Num outro dia, que nestas coisas da escalada o voluntarismo pode sair caro se ocorrer alguma queda: do escalador; da escada; ou de um outro qualquer artefacto que se encontre solto e mal posicionado no cimo da escarpa; Que o homem, já no cimo, acabada a escalada, concluiu que não conseguiu escalar coisa nenhuma. O que tinha a acontecido foi tudo resultado da sua imaginação. Encontrava-se, por isso, no ponto de partida. Não conseguiu porque tarde percebeu que só se é servido enquanto se é útil. Quando essa condição deixa de ser, ou fazer sentido, os apoios cedem e o escalador cai.

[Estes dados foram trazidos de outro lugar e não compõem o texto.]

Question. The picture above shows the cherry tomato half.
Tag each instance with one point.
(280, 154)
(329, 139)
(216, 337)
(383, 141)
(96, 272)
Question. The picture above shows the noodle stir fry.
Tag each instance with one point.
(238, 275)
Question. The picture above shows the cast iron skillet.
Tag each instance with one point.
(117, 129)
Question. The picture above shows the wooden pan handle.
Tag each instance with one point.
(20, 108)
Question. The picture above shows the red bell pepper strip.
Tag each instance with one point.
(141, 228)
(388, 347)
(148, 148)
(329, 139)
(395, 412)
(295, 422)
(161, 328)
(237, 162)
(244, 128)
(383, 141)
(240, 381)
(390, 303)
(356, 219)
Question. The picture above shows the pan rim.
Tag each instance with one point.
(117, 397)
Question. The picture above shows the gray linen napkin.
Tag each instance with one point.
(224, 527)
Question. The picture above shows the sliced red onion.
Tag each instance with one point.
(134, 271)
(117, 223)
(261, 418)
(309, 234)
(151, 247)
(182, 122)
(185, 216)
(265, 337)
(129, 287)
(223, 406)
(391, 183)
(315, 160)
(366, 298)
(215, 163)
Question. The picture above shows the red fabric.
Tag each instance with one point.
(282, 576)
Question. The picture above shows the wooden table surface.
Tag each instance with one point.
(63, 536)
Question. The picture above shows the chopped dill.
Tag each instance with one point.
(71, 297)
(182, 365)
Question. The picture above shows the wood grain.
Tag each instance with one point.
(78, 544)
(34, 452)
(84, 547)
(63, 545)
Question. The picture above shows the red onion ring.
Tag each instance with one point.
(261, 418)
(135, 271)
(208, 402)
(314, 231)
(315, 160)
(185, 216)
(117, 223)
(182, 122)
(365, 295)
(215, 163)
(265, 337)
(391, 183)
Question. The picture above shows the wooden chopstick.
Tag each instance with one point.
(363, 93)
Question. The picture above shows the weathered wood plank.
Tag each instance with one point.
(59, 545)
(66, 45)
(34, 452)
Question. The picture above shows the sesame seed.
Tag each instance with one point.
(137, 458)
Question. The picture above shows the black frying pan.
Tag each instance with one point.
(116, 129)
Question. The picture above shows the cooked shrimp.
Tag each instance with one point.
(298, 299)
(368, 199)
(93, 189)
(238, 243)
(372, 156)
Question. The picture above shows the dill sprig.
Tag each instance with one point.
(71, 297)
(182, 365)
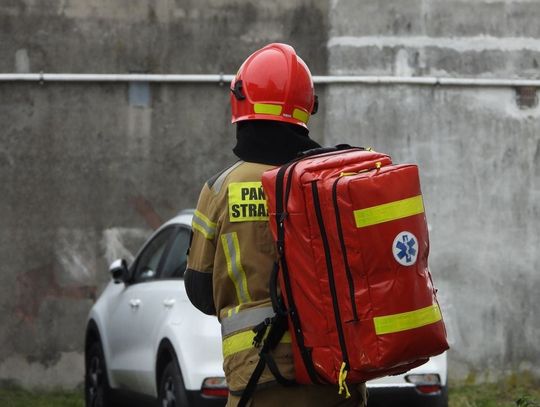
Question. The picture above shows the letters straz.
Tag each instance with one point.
(247, 202)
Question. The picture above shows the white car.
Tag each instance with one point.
(144, 337)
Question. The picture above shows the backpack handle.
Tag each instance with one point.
(323, 150)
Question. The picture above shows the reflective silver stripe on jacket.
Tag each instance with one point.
(245, 319)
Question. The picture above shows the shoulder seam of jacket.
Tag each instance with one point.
(216, 182)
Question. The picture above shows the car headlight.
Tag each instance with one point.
(429, 383)
(215, 387)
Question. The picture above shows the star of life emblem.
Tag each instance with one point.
(405, 248)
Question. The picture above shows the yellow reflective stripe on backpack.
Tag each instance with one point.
(407, 320)
(389, 211)
(244, 341)
(247, 202)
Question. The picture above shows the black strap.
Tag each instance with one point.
(281, 215)
(277, 329)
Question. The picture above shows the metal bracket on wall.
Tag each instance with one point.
(526, 97)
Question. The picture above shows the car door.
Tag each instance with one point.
(162, 305)
(134, 314)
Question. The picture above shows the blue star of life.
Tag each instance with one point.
(406, 247)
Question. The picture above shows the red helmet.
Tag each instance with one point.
(273, 83)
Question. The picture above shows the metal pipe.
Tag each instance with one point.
(222, 78)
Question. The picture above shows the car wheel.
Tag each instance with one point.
(171, 388)
(96, 385)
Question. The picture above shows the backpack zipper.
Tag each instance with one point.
(344, 249)
(329, 268)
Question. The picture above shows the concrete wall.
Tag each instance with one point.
(87, 170)
(478, 152)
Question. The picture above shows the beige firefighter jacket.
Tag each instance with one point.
(232, 242)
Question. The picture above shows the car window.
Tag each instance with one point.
(176, 261)
(147, 264)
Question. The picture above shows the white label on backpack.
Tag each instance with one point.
(405, 248)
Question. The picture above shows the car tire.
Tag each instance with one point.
(97, 392)
(172, 392)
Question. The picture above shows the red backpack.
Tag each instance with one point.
(353, 273)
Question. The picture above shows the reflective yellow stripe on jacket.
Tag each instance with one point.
(244, 341)
(231, 248)
(204, 225)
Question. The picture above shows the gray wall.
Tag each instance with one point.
(478, 152)
(87, 172)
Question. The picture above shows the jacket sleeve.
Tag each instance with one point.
(198, 276)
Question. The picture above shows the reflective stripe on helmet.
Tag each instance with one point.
(266, 108)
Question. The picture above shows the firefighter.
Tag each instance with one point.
(232, 251)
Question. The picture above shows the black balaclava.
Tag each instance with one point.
(270, 142)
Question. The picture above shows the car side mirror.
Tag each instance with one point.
(119, 271)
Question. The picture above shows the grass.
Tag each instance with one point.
(515, 391)
(13, 397)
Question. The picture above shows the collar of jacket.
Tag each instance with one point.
(270, 142)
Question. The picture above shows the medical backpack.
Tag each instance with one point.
(354, 282)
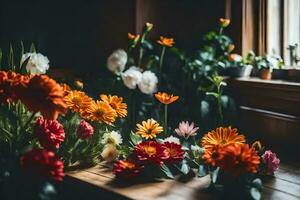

A questão, para avaliação de danos, só depende da altura a que estiver quando chegar o momento em que os apoios se vão desmoronar por necessidade da conjuntura que o posicionamento dos até então degraus, peões em tabuleiro de xadrez, fizerem o “xeque-mate” ao “Rei”. A conclusão filantrópica é a de que, nesse mesmo dia, o do início da escalada, o homem só teve uma preocupação: fazer caminho.

No ultimo dia, o dia em que chegou ao cimo, depois de fazer caminho, teve de dar tempo ao tempo para se acomodar às condições climatéricas; ao ritmo cardíaco necessário para estas aventuras; e, sobre tudo, ter uma boa dose de sangue frio necessário em circunstâncias em que o imprevisto é sempre certo e, as garantias de “sucesso” ou “êxito”, serão sempre, o incerto.